We live in a brand society. Build yourself a big enough personal brand, and you get away with crazy things. Be unknown, you are likely to offend even if you didn’t intend.
Let’s exemplify the paradox: gurus are often invited to enlighten an audience. Corporations for example send their up and coming executives to listen to innovation gurus. Sometimes the innovation guru points out how wrong they are doing everything. The message can be paraphrased as “you’re all a bunch of idiots”. The result? Wild applause and appreciation. How fresh the perspective! How insightful and thought provoking! The seminar is deemed as mind-altering and profound.
But as one of the biggest thinkers of all time said, “we don’t recognize that teaching is a major obstruction to learning” (Russell Ackoff). That is because learning cannot be acquired by listening, it has to be experienced. So listening to a guru’s past experiences will produce little learning. You will learn little from my mistakes.

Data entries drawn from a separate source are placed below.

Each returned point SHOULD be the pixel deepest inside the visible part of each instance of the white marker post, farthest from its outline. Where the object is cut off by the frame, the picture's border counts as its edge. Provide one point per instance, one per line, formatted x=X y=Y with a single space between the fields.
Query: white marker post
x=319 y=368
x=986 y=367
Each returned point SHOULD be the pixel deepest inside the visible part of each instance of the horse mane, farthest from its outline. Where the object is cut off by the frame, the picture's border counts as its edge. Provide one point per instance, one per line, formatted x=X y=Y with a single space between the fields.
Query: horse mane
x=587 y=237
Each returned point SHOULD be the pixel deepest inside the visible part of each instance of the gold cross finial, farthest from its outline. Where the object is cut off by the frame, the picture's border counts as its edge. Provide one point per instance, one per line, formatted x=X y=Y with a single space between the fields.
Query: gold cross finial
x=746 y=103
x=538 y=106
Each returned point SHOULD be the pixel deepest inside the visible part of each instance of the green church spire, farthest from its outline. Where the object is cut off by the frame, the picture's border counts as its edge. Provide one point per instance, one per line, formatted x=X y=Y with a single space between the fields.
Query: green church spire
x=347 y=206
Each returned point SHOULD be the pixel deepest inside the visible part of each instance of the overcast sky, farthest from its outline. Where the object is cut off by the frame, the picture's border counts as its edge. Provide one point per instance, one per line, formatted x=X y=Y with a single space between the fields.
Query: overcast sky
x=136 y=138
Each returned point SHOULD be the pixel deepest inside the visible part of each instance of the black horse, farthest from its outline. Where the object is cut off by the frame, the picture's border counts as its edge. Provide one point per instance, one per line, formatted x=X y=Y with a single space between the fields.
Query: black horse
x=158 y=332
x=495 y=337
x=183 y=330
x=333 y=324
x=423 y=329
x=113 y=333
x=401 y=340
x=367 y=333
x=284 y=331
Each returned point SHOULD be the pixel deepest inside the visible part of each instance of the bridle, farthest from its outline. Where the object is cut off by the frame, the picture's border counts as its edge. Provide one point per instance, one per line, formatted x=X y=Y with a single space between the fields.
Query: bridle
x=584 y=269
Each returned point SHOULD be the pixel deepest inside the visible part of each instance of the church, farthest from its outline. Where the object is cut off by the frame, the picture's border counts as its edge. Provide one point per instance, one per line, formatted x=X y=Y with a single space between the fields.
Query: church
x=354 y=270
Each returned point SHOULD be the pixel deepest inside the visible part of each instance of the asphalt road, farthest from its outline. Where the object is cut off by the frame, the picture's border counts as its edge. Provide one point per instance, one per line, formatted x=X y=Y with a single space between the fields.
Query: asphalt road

And so, following one of these thought provoking sessions, each of the parties goes happily its own way, with the state of things pretty much unchanged: the guru is paid and his or her brand confirmed, while the audience has checked the corporate or personal check-box for “learning”.
Let’s keep applauding, it feels great, doesn’t it? Given the right setting, being called an idiot can be liberating. Not to mention that cozy group feeling of “I’m not alone in my ignorance”!